Levies, duties and charges
- The fuel levy will be increased by 25c per litre, which will consist of a 16c per litre increase in the general fuel levy and a 9c per litre increase in the RAF levy.
- Excise duties on alcohol and tobacco will increase by between 4.4% and 7.5%. Government will also introduce a new excise duty on heated tobacco products, which will be at 75% of the cigarette excise rate.
- Government will move ahead with plans for a sovereign wealth fund, which will initially have a targeted capital amount of R30 billion.
- The establishment of a state-owned bank will involve the amalgamation of existing state-owned banks, including Postbank, with the aim of lending money to lower-income consumers and small businesses at favourable interest rates and terms.

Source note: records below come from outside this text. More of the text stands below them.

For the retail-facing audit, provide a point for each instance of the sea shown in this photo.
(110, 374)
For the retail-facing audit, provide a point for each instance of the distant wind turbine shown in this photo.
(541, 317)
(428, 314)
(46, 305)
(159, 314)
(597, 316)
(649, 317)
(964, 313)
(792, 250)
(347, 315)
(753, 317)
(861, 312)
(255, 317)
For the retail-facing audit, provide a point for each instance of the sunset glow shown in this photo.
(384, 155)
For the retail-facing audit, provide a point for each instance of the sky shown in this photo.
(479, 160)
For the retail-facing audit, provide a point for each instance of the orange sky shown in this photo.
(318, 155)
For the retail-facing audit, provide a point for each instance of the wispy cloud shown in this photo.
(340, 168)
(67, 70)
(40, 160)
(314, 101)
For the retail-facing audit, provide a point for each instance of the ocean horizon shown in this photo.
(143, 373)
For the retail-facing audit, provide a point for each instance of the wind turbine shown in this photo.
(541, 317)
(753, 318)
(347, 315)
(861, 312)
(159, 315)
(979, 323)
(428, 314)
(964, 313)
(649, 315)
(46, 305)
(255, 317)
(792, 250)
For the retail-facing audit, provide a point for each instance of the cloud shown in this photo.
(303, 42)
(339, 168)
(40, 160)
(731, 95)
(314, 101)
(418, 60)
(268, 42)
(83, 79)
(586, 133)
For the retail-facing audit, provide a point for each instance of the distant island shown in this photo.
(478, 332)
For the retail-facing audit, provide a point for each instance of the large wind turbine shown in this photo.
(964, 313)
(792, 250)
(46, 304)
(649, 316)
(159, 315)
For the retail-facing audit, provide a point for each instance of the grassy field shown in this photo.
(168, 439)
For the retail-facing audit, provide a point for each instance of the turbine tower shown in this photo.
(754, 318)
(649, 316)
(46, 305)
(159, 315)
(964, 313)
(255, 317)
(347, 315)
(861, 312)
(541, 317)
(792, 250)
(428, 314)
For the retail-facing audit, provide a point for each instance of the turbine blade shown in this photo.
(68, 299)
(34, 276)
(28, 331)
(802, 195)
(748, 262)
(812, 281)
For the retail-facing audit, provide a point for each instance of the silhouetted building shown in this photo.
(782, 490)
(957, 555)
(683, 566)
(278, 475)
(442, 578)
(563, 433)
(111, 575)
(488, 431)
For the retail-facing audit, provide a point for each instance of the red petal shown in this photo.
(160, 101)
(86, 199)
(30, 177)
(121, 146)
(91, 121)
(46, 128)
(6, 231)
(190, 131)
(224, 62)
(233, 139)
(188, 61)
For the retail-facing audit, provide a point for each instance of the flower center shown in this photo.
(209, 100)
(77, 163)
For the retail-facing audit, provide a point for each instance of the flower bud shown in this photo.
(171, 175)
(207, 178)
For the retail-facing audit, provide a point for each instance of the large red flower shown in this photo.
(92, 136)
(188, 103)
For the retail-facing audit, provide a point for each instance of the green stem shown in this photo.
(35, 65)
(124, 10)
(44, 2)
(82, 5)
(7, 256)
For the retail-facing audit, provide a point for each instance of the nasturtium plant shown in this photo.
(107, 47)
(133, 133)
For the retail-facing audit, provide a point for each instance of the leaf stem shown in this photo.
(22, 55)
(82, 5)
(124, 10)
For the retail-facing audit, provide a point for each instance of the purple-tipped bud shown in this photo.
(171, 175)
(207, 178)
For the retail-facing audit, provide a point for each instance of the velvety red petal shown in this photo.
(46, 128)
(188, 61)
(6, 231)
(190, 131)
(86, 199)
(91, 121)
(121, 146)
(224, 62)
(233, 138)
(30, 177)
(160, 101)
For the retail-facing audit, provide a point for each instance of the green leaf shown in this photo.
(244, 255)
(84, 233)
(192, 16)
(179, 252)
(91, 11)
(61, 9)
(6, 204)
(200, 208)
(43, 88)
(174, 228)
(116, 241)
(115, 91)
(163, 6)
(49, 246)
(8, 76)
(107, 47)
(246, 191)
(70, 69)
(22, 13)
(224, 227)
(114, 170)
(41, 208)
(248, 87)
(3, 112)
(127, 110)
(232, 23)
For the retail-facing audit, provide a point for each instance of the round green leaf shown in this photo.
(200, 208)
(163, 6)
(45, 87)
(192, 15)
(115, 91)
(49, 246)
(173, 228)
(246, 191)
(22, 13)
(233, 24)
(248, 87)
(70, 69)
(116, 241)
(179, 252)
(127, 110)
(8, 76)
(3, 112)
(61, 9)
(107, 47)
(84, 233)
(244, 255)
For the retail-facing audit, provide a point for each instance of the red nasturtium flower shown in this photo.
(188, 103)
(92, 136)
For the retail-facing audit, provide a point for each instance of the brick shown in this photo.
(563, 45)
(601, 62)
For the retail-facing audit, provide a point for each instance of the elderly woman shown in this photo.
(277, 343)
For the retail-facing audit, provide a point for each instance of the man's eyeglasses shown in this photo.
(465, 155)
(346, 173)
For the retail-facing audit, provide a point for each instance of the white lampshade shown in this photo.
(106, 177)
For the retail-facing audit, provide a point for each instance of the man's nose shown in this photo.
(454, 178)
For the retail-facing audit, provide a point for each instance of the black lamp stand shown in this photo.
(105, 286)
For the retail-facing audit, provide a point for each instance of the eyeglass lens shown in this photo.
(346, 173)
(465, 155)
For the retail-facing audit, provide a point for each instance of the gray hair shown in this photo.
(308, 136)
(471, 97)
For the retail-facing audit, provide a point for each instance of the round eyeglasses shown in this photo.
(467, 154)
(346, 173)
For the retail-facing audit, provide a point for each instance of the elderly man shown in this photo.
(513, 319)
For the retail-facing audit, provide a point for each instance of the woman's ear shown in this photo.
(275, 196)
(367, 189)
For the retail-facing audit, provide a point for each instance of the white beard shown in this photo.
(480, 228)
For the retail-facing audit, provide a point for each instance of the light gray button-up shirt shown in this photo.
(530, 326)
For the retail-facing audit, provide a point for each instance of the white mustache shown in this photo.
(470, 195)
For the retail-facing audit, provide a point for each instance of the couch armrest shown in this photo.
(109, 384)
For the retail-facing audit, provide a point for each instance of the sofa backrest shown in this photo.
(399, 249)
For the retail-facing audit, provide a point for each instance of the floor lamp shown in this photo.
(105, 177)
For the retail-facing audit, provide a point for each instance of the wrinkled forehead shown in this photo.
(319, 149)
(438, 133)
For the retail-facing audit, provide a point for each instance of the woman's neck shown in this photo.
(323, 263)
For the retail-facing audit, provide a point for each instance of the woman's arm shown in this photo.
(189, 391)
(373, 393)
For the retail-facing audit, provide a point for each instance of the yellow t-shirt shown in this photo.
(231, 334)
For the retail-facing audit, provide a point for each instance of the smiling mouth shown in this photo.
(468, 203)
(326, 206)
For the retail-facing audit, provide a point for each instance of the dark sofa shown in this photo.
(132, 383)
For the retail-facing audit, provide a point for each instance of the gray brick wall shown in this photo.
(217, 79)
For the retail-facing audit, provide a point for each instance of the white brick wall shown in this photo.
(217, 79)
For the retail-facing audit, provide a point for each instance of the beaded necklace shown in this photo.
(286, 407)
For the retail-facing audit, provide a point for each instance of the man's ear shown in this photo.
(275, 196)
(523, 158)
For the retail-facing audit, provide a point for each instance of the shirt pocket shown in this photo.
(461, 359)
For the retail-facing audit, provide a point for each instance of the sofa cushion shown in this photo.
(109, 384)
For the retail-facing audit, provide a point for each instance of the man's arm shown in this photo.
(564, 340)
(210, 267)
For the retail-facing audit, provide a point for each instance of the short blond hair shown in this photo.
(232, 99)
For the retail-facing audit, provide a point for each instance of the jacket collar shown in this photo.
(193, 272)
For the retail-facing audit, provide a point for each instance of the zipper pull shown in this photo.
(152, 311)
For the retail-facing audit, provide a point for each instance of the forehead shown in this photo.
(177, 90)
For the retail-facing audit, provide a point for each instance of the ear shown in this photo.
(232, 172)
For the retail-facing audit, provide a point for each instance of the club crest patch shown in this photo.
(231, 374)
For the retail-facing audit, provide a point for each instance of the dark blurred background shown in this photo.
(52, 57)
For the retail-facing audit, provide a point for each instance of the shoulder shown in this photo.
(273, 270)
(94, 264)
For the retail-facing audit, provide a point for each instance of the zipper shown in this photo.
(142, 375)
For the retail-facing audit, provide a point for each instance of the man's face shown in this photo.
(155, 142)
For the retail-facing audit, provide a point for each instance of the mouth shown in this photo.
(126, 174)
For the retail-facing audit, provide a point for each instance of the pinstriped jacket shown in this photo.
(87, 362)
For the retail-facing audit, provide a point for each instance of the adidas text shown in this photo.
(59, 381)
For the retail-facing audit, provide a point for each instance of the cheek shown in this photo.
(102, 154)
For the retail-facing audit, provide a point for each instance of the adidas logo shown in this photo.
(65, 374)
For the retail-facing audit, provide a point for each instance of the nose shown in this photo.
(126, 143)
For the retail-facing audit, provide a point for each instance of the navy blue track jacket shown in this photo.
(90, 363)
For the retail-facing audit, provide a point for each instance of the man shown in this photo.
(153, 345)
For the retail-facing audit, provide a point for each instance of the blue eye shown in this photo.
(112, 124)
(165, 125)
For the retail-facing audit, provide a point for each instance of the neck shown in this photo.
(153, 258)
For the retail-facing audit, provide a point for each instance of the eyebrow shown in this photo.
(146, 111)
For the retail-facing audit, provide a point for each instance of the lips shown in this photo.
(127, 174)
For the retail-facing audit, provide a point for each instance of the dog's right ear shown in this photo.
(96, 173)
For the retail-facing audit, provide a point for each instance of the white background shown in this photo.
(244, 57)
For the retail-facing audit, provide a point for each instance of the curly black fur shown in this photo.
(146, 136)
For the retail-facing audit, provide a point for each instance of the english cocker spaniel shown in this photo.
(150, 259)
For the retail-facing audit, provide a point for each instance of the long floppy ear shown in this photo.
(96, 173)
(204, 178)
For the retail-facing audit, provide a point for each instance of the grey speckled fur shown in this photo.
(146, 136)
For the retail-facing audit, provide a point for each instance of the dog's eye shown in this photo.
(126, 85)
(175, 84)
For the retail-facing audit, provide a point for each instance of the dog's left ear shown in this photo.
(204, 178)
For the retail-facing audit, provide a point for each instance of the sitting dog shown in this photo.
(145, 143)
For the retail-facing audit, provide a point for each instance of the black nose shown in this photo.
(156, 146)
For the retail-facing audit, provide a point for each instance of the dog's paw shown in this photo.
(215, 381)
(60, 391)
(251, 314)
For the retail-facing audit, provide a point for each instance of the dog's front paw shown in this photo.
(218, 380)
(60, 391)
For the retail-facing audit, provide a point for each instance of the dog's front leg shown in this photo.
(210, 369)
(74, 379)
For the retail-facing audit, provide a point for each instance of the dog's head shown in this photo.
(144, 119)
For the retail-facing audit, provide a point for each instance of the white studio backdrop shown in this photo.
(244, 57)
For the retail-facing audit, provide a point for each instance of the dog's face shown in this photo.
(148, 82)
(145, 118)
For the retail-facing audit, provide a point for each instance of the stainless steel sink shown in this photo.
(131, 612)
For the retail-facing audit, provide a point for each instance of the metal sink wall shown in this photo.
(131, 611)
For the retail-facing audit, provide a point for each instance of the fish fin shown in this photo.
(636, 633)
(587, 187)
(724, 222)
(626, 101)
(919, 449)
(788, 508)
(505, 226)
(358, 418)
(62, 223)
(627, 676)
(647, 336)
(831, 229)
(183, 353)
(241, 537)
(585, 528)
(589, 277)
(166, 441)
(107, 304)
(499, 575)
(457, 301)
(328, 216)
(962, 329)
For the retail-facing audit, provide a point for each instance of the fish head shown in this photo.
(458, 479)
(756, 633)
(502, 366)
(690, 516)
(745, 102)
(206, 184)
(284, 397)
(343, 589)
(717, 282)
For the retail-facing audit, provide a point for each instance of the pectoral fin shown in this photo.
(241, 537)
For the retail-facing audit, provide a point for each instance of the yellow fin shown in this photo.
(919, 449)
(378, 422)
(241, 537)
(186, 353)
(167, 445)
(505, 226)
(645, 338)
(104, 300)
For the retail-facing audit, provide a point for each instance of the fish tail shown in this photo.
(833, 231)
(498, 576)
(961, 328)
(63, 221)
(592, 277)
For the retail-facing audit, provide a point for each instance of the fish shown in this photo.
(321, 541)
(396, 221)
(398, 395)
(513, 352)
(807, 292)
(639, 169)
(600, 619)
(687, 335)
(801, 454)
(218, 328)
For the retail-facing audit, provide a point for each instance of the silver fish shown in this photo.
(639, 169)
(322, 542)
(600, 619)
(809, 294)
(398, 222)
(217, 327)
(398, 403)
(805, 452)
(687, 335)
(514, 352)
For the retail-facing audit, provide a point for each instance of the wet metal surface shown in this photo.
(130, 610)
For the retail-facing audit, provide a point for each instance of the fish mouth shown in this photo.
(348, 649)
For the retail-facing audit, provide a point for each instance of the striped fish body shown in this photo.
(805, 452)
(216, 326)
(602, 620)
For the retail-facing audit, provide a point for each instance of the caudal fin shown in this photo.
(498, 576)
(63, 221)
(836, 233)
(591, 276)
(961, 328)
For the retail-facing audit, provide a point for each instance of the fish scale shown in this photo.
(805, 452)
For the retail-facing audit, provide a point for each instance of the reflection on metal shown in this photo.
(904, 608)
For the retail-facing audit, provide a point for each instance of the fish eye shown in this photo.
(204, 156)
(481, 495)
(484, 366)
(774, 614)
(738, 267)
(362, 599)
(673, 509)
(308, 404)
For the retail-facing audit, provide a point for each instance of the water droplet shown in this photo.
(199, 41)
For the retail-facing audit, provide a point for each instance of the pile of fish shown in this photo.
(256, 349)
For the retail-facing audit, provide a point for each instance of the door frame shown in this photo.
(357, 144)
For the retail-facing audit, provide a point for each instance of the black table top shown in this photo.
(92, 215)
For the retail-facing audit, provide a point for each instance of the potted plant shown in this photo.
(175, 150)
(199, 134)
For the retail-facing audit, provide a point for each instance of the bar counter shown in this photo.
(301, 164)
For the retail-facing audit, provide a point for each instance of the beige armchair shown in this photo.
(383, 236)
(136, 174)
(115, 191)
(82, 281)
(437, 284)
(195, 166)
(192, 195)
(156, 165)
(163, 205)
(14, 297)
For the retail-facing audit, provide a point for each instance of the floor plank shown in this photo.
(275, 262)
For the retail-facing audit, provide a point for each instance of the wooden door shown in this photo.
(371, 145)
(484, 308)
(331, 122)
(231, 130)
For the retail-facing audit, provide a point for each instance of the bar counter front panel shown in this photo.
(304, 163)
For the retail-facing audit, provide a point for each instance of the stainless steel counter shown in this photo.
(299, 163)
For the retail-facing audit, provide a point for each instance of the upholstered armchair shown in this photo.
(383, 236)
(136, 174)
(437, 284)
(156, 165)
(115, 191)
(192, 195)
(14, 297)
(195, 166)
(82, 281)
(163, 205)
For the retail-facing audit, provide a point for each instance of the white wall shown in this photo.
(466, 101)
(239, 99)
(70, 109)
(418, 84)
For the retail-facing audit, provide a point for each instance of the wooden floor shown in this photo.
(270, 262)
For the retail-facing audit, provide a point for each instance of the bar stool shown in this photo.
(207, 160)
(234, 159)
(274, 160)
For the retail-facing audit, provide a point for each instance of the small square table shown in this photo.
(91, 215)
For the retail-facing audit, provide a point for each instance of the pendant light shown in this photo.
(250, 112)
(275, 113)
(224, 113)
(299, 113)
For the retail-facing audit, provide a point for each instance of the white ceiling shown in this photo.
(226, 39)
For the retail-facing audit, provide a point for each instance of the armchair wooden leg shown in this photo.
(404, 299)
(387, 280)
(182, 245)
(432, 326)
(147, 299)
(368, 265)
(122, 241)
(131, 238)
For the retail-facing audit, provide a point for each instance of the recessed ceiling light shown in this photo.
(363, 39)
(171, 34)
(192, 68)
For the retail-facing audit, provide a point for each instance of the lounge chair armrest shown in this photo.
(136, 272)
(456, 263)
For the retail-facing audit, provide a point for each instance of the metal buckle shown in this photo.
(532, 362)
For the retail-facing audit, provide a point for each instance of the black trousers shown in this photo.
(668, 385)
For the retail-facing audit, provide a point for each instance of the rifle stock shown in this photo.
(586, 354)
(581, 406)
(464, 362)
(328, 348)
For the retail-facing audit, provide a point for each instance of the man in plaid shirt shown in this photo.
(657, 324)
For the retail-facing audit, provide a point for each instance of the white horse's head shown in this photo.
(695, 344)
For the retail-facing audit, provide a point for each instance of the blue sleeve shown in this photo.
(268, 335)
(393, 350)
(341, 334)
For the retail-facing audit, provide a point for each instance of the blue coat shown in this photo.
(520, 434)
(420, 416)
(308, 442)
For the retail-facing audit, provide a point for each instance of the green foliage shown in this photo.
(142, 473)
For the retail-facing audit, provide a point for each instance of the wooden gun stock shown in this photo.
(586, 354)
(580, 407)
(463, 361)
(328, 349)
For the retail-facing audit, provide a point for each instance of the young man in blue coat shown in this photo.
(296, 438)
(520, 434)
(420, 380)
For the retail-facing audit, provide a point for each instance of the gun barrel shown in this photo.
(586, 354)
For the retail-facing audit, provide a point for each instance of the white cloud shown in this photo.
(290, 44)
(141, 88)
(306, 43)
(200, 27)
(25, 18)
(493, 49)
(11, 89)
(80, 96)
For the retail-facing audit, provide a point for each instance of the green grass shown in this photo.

Overall, the budget speech was well received by market participants, with both the rand and local bond yields reacting favourably on the day. The budget was largely pro-consumer, with no additional taxes being announced for individuals. In a surprise move, above-inflation increases in the tax brackets for individuals were also announced for the first time since 2014. The business sector will most likely welcome the state’s plans to restructure the corporate tax system over the medium term.
The most ambitious element of the budget speech was no doubt the plan to reduce the public sector wage bill by R160 billion over the next three years. With expenditure on public sector wages currently making up 35% of total expenditure, implementation of this reduction will be key.